Attorneys, lenders, accountants, etc.

Victor252:
I have a friend who's trying to sell his chain of retail stores. He wants to get some cash out of it (when business picks up) and pursue other opportunities. Is there a directory of these business brokers in the New England area?

http://lmgtfy.com/?q=new+england+business+broker

 
Best Response

Smaller PE firms have one of 2 different models from my experience. There are some firms that prefer to have a minimal in-house deal sourcing team and wait for middle market / lower middle market investment banks (or VC firms like say my firm) that they have longstanding relationships with. Other have a dedicated deal-sourcing team (usually hired from I-banks' 2 year analyst programs, so team of three to five 24-25 year olds who all day scour trade pubs (each usu is in charge of a different sector or related sectors, e.g. one does all healthcare/biotech, other does tech/software etc.) and they must read all trade pubs, attend industry events, and also literally cold call companies. It's inefficient, but these non bank repped deals (i.e. not "for sale" and being auction) get higher returns on average.

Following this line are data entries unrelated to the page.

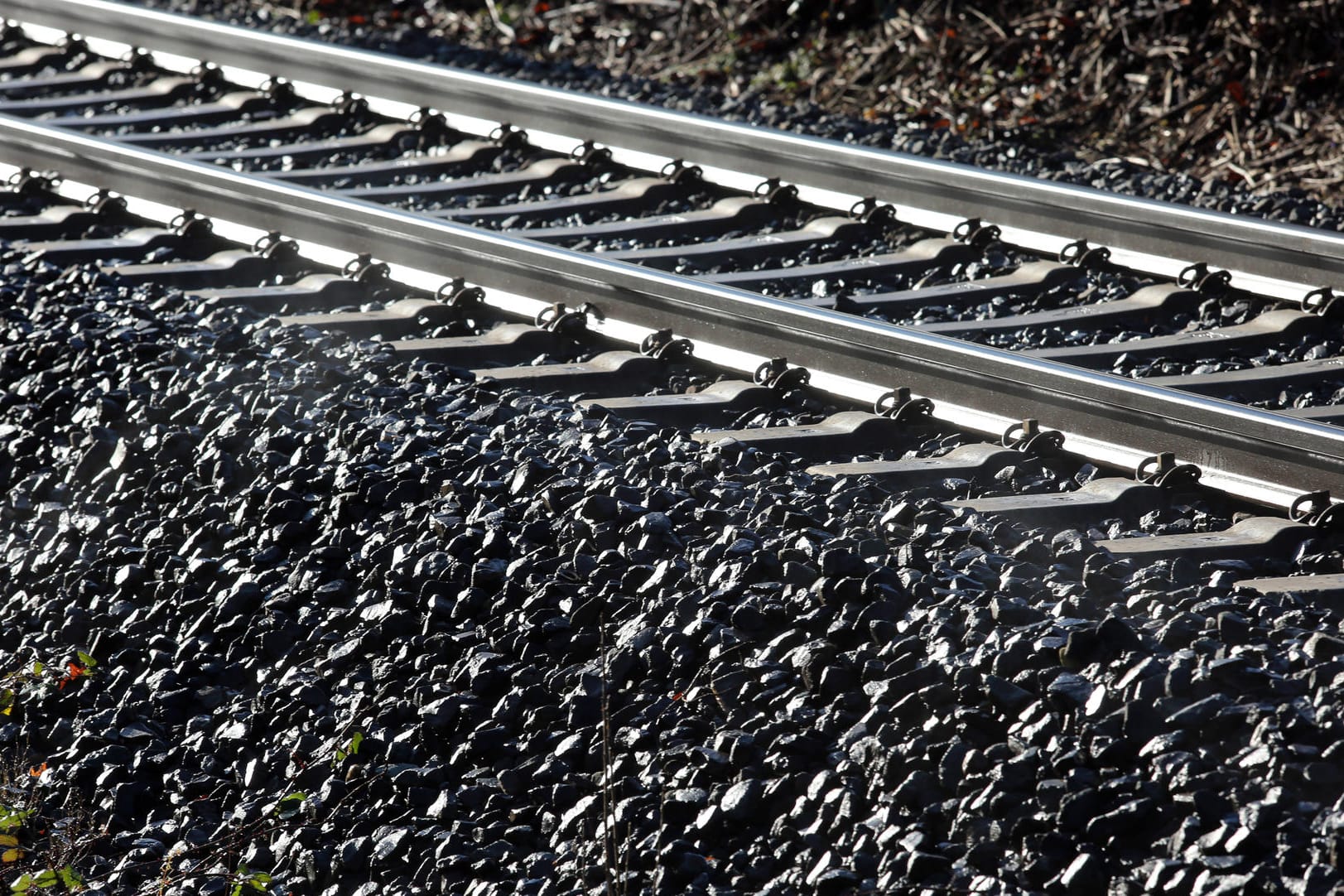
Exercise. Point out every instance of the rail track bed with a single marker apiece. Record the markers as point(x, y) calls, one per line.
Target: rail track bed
point(401, 500)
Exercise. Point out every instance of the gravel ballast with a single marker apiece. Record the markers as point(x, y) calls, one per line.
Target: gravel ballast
point(366, 626)
point(284, 614)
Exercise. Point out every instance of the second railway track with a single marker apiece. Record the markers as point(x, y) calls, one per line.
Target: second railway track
point(870, 270)
point(686, 499)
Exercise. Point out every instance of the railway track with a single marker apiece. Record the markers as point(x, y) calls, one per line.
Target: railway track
point(964, 445)
point(891, 301)
point(321, 142)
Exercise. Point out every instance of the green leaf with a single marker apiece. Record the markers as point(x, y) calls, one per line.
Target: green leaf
point(291, 805)
point(12, 818)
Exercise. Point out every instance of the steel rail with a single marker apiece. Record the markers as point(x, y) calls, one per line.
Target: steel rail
point(1245, 246)
point(1279, 455)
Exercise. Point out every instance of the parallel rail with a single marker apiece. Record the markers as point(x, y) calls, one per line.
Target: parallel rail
point(1262, 455)
point(1270, 258)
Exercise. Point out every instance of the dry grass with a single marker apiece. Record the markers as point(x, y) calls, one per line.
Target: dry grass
point(1230, 89)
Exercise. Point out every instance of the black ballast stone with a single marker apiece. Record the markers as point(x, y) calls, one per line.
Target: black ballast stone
point(772, 689)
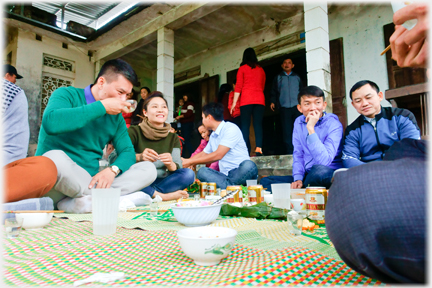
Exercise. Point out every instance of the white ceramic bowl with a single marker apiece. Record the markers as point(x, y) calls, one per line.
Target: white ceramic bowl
point(34, 220)
point(196, 216)
point(207, 246)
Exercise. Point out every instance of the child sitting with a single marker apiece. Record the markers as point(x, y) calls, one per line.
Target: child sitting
point(205, 134)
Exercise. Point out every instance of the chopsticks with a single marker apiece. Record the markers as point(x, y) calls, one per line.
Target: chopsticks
point(145, 210)
point(385, 50)
point(34, 211)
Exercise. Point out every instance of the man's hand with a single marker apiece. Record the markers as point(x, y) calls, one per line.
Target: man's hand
point(103, 179)
point(149, 155)
point(186, 163)
point(114, 106)
point(311, 120)
point(410, 47)
point(166, 158)
point(297, 184)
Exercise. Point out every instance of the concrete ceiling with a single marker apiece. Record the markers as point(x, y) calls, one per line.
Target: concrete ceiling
point(224, 25)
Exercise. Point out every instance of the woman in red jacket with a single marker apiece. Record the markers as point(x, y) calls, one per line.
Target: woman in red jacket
point(250, 83)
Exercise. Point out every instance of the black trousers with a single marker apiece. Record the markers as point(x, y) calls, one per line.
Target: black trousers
point(376, 215)
point(257, 113)
point(288, 116)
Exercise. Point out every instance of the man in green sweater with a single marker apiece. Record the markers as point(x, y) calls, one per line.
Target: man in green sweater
point(77, 124)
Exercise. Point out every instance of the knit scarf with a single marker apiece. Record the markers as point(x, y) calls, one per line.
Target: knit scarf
point(154, 133)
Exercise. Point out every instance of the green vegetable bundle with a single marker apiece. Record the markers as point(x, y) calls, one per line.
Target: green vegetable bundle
point(259, 211)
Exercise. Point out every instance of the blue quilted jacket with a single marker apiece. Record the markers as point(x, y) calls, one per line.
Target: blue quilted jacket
point(363, 143)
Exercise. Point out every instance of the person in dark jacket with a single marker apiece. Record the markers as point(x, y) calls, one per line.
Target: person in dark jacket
point(186, 120)
point(370, 136)
point(317, 141)
point(285, 88)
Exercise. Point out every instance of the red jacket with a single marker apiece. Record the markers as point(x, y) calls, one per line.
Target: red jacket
point(250, 83)
point(236, 111)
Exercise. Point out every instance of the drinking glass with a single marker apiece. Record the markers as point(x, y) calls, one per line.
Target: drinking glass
point(281, 195)
point(296, 221)
point(105, 208)
point(13, 227)
point(133, 105)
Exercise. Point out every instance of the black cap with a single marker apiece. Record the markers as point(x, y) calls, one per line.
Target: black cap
point(11, 70)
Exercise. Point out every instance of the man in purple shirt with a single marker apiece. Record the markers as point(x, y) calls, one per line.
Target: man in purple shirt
point(317, 140)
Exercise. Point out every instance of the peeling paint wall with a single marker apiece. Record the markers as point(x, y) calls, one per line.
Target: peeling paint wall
point(29, 64)
point(221, 59)
point(361, 27)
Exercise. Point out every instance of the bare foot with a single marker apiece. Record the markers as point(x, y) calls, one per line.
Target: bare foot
point(173, 195)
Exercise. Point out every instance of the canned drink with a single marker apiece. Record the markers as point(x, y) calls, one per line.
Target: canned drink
point(255, 194)
point(203, 189)
point(316, 200)
point(211, 188)
point(237, 198)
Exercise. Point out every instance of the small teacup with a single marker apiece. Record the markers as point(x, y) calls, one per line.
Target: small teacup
point(298, 204)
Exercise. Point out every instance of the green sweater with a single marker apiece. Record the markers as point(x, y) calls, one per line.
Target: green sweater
point(82, 130)
point(169, 144)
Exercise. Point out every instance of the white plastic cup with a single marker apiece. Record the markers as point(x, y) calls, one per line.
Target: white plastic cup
point(105, 208)
point(251, 182)
point(281, 195)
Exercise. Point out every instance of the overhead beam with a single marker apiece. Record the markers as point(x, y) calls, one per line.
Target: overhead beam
point(174, 18)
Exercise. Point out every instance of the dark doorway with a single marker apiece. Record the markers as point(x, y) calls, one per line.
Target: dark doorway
point(337, 71)
point(272, 136)
point(199, 92)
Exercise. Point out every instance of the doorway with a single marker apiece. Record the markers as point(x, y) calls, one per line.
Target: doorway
point(272, 127)
point(200, 92)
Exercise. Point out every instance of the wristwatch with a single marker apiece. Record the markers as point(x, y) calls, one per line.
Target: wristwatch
point(115, 169)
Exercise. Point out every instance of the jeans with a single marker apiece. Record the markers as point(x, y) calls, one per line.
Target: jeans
point(257, 112)
point(187, 129)
point(73, 180)
point(319, 175)
point(288, 116)
point(247, 170)
point(178, 180)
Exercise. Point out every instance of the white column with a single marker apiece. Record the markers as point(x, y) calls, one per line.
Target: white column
point(318, 48)
point(165, 67)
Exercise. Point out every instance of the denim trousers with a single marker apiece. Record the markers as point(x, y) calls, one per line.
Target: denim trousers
point(319, 175)
point(178, 180)
point(247, 170)
point(187, 129)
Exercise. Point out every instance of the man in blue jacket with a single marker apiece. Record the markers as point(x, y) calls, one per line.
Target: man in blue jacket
point(370, 136)
point(317, 143)
point(285, 88)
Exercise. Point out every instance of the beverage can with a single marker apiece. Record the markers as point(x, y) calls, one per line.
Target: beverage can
point(237, 198)
point(316, 200)
point(255, 194)
point(203, 189)
point(211, 189)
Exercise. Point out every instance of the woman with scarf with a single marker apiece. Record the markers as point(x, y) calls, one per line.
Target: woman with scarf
point(154, 142)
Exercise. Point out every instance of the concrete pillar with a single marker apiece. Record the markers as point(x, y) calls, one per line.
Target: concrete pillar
point(165, 67)
point(318, 48)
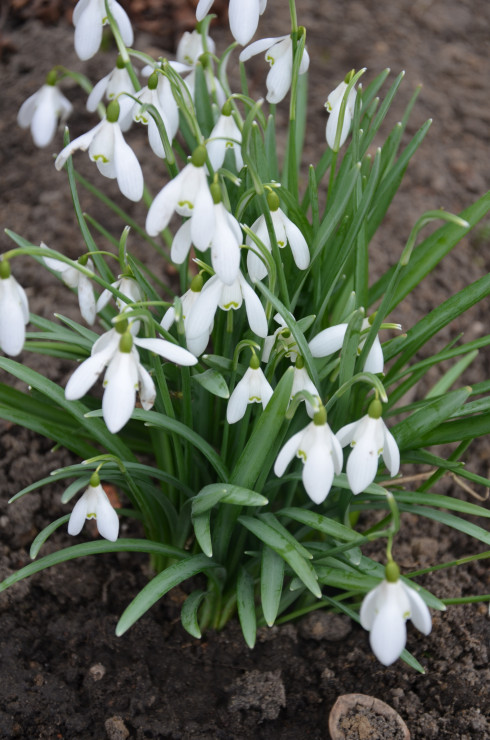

Luckily modern technology has made this easier. The best ones I know use pitchbook or privco to deal-source more efficiently and have reduced the deal-sourcing team from say 5 down to 2 and use those databases to screen for criteria that match their investment preferences (revenues, growth rates, whether there's already a PE firm - I'd say 90% of PE firms do NOT want to buy from another PE firm...the value and cost cutting etc. has already been sucked out of the company, though there are say 10% that specialize in these "secondary private equity" buys (like Lexington Partners, that's a big player in secondaries) but for the most part PE firms esp smaller ones prefer to buy independent private companies.

So bottom line is some rely on banks (expensive in fees and competing with other bidders....this really isn't "best practices" in deal-sourcing), others have deal-sourcing teams, who are increasingly adopting databases like PB or privco and doing first screens and not waste time cold calling unqualified leads. The second model is working better right now in terms of ROI. But each firm has its preferences, and either can succeed ultimately if done right. But overall non I-bank presented deals outperform those that are acquired via an I-bank in a "controlled auction" as even a "controlled" auction - i.e. you out bid other smart people too (the "winner's curse").

So not sure in what context you're asking (starting a new PE firm? Thinking of joining and they're telling you at first you'll be doing deal-sourcing?) If latter, ask what they do now. But if latter, the guy who sources his own deals (whether using new private companies databases - or hard work and cold calling) that end up winners are the guys who rise up. Deal-sourcing in many ways really is the key to a PE firm's returns on investment, profits to its LPs, and profits to itself in my opinion and experience.